Imported All Legacy Email into Gmail

I switched to Gmail in 2006 but still had my earlier legacy email in three different places:
  • Maildir format (Courier server) since about 1998 (about 2 GB)
  • Netscape mbox format since about 1996
  • MH format from 1987 to 1996
I am just about done with the conversion. It required a tedious semi-automated process that took several days. I basically followed these steps:
  1. Convert MH mail to mbox using this script.
  2. Convert resulting mail and Netscape mbox mail to Maildir using the newest version of this script.
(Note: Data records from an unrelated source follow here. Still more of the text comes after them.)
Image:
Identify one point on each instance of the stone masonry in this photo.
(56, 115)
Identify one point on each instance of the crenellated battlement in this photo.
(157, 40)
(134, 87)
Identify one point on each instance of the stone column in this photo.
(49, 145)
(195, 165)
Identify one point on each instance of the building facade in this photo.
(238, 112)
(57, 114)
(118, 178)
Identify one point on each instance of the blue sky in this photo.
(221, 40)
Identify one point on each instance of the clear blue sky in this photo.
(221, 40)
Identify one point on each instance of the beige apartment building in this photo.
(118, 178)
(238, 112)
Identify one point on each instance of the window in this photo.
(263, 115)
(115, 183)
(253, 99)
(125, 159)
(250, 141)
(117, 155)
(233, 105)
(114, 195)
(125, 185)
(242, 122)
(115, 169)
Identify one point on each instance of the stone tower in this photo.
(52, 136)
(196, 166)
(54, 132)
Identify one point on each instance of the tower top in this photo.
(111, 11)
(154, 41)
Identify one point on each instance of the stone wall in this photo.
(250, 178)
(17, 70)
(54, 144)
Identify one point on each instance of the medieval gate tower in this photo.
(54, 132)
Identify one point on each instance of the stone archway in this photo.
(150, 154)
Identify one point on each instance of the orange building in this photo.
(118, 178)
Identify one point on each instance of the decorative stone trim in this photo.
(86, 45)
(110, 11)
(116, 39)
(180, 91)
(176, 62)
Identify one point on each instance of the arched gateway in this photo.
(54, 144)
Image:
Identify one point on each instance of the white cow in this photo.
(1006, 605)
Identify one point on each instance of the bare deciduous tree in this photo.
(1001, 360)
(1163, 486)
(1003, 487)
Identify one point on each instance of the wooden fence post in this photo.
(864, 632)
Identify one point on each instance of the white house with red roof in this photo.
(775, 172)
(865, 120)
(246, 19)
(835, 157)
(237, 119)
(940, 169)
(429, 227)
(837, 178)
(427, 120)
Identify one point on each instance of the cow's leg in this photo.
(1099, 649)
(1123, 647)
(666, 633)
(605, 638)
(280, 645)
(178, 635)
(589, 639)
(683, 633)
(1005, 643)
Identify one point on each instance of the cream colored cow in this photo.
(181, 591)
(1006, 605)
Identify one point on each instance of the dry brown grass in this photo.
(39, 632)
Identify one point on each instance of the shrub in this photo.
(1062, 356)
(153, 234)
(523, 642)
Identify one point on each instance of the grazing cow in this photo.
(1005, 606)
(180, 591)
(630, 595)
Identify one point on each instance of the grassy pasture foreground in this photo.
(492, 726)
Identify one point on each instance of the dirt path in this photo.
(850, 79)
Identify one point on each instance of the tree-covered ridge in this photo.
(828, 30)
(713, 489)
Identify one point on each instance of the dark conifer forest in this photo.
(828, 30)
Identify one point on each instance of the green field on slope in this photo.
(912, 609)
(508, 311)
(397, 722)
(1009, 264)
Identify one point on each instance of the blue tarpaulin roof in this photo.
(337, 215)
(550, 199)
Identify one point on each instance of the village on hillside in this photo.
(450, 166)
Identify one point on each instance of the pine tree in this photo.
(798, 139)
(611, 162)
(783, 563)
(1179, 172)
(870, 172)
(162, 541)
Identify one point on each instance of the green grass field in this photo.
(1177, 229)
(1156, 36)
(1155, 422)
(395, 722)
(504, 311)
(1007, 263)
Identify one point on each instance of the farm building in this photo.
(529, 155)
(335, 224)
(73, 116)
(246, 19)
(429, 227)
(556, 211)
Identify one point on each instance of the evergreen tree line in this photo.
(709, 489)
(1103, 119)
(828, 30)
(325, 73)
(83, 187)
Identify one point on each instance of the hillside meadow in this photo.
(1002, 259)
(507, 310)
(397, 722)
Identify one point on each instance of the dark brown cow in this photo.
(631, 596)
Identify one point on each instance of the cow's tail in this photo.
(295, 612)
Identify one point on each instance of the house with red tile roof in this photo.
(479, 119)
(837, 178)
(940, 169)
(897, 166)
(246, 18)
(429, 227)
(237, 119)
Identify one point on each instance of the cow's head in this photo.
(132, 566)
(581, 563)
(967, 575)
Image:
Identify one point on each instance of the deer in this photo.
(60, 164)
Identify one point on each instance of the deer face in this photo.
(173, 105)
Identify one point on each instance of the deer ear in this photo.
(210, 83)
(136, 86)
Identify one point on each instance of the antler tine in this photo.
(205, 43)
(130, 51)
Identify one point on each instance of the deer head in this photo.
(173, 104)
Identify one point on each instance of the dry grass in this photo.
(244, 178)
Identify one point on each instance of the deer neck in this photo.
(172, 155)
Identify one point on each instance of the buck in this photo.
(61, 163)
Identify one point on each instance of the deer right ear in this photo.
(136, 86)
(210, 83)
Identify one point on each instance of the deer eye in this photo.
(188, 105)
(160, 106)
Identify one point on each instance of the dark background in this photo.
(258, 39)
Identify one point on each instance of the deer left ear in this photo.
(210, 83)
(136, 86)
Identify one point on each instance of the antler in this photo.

  3. Filtering out all messages already in Gmail, for each set of desired Gmail labels, import the corresponding Maildir folders using Scott Yang's excellent IMAP-based maildir2gmail.py tool, then apply the desired labels to the imported messages, finally add these labels to the filter. Repeat until done.
There was one minor complication: A colleague of mine used a misconfigured client that caused the year in his messages to appear as 100, 101, etc. instead of 2000, 2001, etc. maildir2gmail.py couldn't handle those messages, and I was too lazy to figure out how to fix them with sed, so I simply deleted them. I probably have most of their content quoted in my replies anyway.

My recommendation is not to bother with these options:
  • An email GUI client won't be able to handle anything but tiny volumes of mail reliably.
  • Gmail Loader uses SMTP and seems to mess up the original message headers. Besides, it seemed very slow.
Now I have over 90,000 messages taking up almost 4 GB, a bit more than half of the current limit.